Née à Naples, ayant grandi à Rome dans une famille violente, Romina de Novellis tente de s’extirper, autant que possible, des coups et traumatismes subis pendant son enfance en devenant danseuse professionnelle. A 22 ans, diplômée la Royal Academy of Dance of London, elle doit renoncer à cette première carrière, suite à un accident de scooter, imputable à la catastrophique gestion des routes de Rome. Alitée, la jeune femme doit réapprendre à se lever, à marcher et décide de placer son corps « tordu par l’environnement » au cœur de sa recherche universitaire et artistique. Arrivée à Paris en 2008 pour suivre des études d’anthropologie et rédiger une thèse d’anthropologie « Crip », c’est-à-dire à la frontière entre les études queer et sur le handicap, – thèse soutenue en décembre 2023 à l’EHESS, sous le titre « Corps mordus : entre autisme et performance » – elle développe, en parallèle, une œuvre prodigieuse faite de performances où le motif alimentaire se révèle crucial.

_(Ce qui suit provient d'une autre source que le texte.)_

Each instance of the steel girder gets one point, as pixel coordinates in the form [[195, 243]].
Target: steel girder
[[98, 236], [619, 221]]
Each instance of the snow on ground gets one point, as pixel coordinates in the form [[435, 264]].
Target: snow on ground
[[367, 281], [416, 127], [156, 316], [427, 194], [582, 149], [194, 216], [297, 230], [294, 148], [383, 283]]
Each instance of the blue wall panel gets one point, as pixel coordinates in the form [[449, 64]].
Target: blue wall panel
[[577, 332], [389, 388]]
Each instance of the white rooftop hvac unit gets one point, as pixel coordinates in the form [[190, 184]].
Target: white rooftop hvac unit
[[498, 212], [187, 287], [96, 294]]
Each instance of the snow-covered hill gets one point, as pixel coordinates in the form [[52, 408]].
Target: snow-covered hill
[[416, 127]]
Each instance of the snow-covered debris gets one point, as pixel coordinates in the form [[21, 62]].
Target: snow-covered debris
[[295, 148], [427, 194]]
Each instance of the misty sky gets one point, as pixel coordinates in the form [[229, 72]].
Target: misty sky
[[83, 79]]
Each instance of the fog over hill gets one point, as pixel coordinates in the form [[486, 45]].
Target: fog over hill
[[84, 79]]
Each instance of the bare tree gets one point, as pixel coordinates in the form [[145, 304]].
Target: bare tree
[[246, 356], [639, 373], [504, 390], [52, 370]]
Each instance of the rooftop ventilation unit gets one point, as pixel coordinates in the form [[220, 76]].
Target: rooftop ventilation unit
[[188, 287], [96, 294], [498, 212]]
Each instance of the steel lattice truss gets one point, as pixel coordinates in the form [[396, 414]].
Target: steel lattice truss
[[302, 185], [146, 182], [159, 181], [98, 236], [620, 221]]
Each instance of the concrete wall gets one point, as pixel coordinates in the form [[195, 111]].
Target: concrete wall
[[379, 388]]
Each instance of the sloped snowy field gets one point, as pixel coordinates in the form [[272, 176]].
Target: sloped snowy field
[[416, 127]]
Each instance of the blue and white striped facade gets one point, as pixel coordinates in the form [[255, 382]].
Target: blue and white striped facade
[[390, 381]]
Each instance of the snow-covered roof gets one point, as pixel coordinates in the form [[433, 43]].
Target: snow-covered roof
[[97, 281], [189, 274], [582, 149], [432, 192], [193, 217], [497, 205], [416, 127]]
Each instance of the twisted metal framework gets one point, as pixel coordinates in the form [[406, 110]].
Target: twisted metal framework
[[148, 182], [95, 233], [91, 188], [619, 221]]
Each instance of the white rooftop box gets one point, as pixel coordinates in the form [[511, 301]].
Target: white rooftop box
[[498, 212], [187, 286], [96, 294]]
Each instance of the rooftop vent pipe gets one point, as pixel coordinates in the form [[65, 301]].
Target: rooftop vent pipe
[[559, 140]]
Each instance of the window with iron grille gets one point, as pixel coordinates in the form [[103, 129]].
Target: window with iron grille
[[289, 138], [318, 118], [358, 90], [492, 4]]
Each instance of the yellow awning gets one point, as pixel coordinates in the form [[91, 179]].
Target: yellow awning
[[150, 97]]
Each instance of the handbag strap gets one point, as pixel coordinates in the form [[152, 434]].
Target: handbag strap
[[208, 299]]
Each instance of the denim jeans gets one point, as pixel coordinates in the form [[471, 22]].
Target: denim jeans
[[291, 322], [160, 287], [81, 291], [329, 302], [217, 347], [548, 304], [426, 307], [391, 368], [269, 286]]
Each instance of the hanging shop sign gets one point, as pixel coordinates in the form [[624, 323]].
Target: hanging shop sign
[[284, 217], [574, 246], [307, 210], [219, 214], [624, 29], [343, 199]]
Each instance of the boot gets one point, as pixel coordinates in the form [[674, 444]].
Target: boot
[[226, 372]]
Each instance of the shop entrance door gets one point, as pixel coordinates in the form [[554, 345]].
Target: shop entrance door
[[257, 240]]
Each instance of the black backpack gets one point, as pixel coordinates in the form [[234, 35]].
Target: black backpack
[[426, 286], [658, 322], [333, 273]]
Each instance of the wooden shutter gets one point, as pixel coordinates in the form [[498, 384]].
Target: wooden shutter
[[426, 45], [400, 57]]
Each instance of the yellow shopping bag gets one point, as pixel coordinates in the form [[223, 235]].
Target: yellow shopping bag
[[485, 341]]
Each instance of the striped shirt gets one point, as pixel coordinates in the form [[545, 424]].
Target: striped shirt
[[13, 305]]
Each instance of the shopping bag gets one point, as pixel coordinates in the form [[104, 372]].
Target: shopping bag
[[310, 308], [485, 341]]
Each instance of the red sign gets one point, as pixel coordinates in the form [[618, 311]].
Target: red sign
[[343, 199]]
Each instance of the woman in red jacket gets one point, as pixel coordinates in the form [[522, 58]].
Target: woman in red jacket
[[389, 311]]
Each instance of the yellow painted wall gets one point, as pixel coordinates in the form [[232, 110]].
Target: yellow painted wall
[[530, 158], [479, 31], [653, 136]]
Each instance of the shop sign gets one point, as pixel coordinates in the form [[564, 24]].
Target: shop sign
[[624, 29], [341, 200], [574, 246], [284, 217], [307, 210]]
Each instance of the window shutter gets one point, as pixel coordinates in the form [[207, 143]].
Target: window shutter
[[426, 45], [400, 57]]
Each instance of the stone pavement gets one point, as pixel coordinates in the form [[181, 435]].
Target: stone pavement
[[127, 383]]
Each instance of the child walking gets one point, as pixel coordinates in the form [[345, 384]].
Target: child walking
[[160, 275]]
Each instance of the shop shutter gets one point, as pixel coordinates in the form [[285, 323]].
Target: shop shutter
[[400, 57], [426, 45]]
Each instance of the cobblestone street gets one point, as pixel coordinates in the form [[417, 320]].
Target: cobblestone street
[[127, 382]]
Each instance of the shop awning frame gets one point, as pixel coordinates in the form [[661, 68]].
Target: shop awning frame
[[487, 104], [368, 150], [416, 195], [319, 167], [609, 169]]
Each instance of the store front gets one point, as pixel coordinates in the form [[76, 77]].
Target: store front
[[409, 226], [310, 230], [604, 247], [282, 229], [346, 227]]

« La nourriture m’inspire. Je suis méditerranéenne ! Les repas dictent mon rapport au temps, ritualisent le quotidien de mon entourage et symbolisent l’état du monde, le rapport à l’environnement et au pouvoir ».

Trois semaines avant notre rencontre, Romina De Novellis interprète une performance impressionnante au Centre Pompidou, dans le cadre du Forum « Biodiversité » : « Star – 100 % origine italienne » (« Star » est une marque de sauce tomate industrielle, célèbre en Italie). L’artiste y dénonce le système « agro-mafieux » et « éco-mafieux » qui se cache sous la pulpe de l’icône pop de la gastronomie italienne. La tomate et ses produits dérivés, explique-t-elle, forment les fruits corrompus d’un processus de traite esclavagiste des migrant.es en Italie du Sud et en Chine. « Pendant sept heures, je suis installée au milieu de plus d’une tonne de tomates, toutes de la même taille et de la même couleur, puisqu’elles sont « clonées » et hors-saison. Au centre de cette marée, je change régulièrement de position, affichant un sourire artificiel dans une robe Vichy rouge de pin-up qui rappelle les nappes de table que l’on trouvait dans les foyers des années 50-60. Je n’ai plus l’âge de jouer les pin-up, pense-t-on peut-être. Mais il y a un truc que je fais très bien, c’est devenir, moi aussi, une clone de femme parfaite décadente et hors-saison ! », conclut-elle en souriant.

Deux autres performances m’ont retournée. La première s’appelle « Del maiale non si butta via niente » que l’on peut traduire par « Tout est bon dans le cochon », présentée au Jeu de Paume en octobre 2022. Romina de Novellis s’enferme cette fois dans une cage à allaitement pour truies, entourée de ballons festifs et de sifflets de carnaval.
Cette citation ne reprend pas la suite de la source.